Dentro de 50 años nadie recordará el nombre de un señor llamado Luis Cañas, que es el actual viceministro de Gobernación de Daniel Ortega. Ni el de la ministra de Gobernación María Amelia Coronel Kinloch. Tampoco el de otros funcionarios, como Cairo Amador y Adolfo Jarquín Ortel, que han afirmado: "En Nicaragua, en ningún centro penal, en ningún establecimiento penitenciario tenemos presos políticos.
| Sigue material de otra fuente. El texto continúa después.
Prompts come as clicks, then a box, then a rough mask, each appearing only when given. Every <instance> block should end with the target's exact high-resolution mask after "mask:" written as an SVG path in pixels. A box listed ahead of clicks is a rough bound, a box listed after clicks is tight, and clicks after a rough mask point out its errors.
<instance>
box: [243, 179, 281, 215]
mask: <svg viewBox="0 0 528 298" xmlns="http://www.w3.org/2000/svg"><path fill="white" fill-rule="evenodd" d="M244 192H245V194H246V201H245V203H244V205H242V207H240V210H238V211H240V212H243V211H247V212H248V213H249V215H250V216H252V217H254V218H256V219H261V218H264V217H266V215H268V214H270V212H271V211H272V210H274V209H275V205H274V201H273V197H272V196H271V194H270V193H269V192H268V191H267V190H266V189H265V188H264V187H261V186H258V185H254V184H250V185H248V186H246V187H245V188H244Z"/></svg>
No hay".

Ocurrirá lo mismo que ahora, que nadie recuerda quién fue el diputado somocista José María Borgen, que en febrero 1972 afirmó: "Es falso que las cárceles de Nicaragua estén atestadas de presos políticos". Declaración que recoge el diario oficial La Gaceta del 11 de febrero 1972. Los que no serán olvidados, seguramente, serán Anastasio Somoza y Daniel Ortega, sus jefes.

En 1972 Ortega llevaba cinco años encarcelado. Motivaciones políticas lo llevaron a asaltar un banco en Managua, en 1967. En esa época Ortega era el preso # 198, como tituló el libro en que lo retrata el periodista Fabián Medina.

La revista Magazine, publicó un reportaje sobre el encarcelamiento del actual mandatario. Lo titularon: Un asalta bancos llamado Daniel Ortega. Nadie duda que su condena fue por el delito cometido; justificado para algunos por sus deseos de terminar con la dinastía somocista. Una dinastía similar a la que él ha instaurado y al igual que Somoza pretende heredar.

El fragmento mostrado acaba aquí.